For the record, the Girl Scouts have no policy limiting lesbian involvement. Indeed, according to its website, Girl Scouts of the USA has embraced diversity and inclusion from the beginning, and it doesn’t seem to have hurt that group any: It has 3.2 million members and recently celebrated its 101st anniversary. So Stemberger’s prediction that the boys are doomed for doing what the girls have done for years seems nonsensical at best.

But again, there is little reason this should be celebrated by the rest of us, either. The Boy Scouts’ decision to split the difference — allow gay boys, ban gay men — does not exactly smell of Solomonic wisdom.
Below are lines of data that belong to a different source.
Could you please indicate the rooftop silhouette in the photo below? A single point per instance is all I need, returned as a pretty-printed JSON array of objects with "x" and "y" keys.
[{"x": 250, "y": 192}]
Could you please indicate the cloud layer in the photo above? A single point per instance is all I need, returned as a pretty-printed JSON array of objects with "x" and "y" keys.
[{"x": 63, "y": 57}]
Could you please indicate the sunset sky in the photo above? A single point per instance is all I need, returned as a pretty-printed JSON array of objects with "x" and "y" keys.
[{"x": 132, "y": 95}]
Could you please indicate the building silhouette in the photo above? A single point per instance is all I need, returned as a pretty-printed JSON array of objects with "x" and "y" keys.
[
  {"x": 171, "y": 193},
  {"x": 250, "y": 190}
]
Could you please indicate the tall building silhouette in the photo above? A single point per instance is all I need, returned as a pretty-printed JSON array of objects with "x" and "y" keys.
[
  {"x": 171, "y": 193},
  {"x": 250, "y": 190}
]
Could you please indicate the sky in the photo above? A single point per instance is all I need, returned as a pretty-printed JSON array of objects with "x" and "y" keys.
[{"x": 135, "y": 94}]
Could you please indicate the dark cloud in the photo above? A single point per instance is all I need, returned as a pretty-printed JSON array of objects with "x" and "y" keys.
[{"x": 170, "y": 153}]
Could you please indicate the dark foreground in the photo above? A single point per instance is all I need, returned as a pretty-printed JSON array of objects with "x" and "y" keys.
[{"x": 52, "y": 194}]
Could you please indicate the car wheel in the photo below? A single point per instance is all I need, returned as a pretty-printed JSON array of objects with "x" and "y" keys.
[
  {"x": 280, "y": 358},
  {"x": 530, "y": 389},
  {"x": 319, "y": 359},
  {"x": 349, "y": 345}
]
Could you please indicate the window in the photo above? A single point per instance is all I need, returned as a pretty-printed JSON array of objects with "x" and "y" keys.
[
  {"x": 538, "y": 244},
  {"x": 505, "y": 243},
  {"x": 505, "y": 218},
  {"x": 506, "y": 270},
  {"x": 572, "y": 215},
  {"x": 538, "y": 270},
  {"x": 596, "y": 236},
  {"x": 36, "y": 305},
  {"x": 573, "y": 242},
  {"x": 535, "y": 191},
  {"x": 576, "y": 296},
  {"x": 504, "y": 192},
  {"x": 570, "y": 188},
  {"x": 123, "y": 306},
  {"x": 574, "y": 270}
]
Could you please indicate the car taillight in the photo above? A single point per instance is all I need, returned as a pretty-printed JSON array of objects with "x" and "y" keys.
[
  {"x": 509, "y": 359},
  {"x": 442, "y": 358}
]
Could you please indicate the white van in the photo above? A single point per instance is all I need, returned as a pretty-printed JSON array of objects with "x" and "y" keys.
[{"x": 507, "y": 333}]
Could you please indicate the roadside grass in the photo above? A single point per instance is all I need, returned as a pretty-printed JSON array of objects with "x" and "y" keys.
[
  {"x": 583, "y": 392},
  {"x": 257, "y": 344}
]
Rather, it is marked by reasoning that is cockamamie even if taken on its own terms.

If, for example, you buy the notion there is something about male homosexuality that renders men unfit to be leaders, why doesn’t that same flaw render boys unfit to be followers? And if you buy the idiotic canard that every gay male is a pedophile in waiting, then how do you countenance allowing gay teenagers as old as 17 access to boys as young as 10?

Worse, what kind of message does all of this send gay boys? You’re acceptable until you aren’t?

It is, of course, a mistake to seek logic here. This isn’t about logic, but about a conservative group doing what conservative groups always do when social change comes. Meaning, they bring up the rear, the caboose on the freedom train lurching belatedly to where the rest of us have already been.

It happened with racism, happened with sexism, happened with anti-Semitism, all of which conservatism loudly and proudly embraced long after the rest of us came to see them as evil and wrong. It is happening now with homophobia.

The problem for the Scouts and other conservative groups (paging the GOP!) is not simply that this change has been definitive (a record 59 percent of all Americans now find gay and lesbian relationships morally acceptable, according to a Gallup poll). It is not simply that this change has been swift (12 years ago, only 40 percent of us approved). No, it is also, maybe even primarily, that this change has been driven by young people, a whopping 70 percent of whom, ages 18 to 29, now believe same-sex marriage should be legal — up an also whopping 18 percentage points just since 2010.

Hello?

The momentum and trajectory are unmistakable: Gay rights are the future. The organization that fails to understand this sabotages its own future credibility. So there is little reason to celebrate the Scouts’ half-hearted attempt to compromise with change. Might as well attempt to compromise with a locomotive.

Last week’s decision is a mere way station en route to a destination that seems increasingly inevitable. One day, and it probably won’t be all that long, the Scouts will concede this. On that day, this absurd decision will fall and scouting will be open to all boys and men regardless of sexual orientation.

That will be a milestone worth clapping for.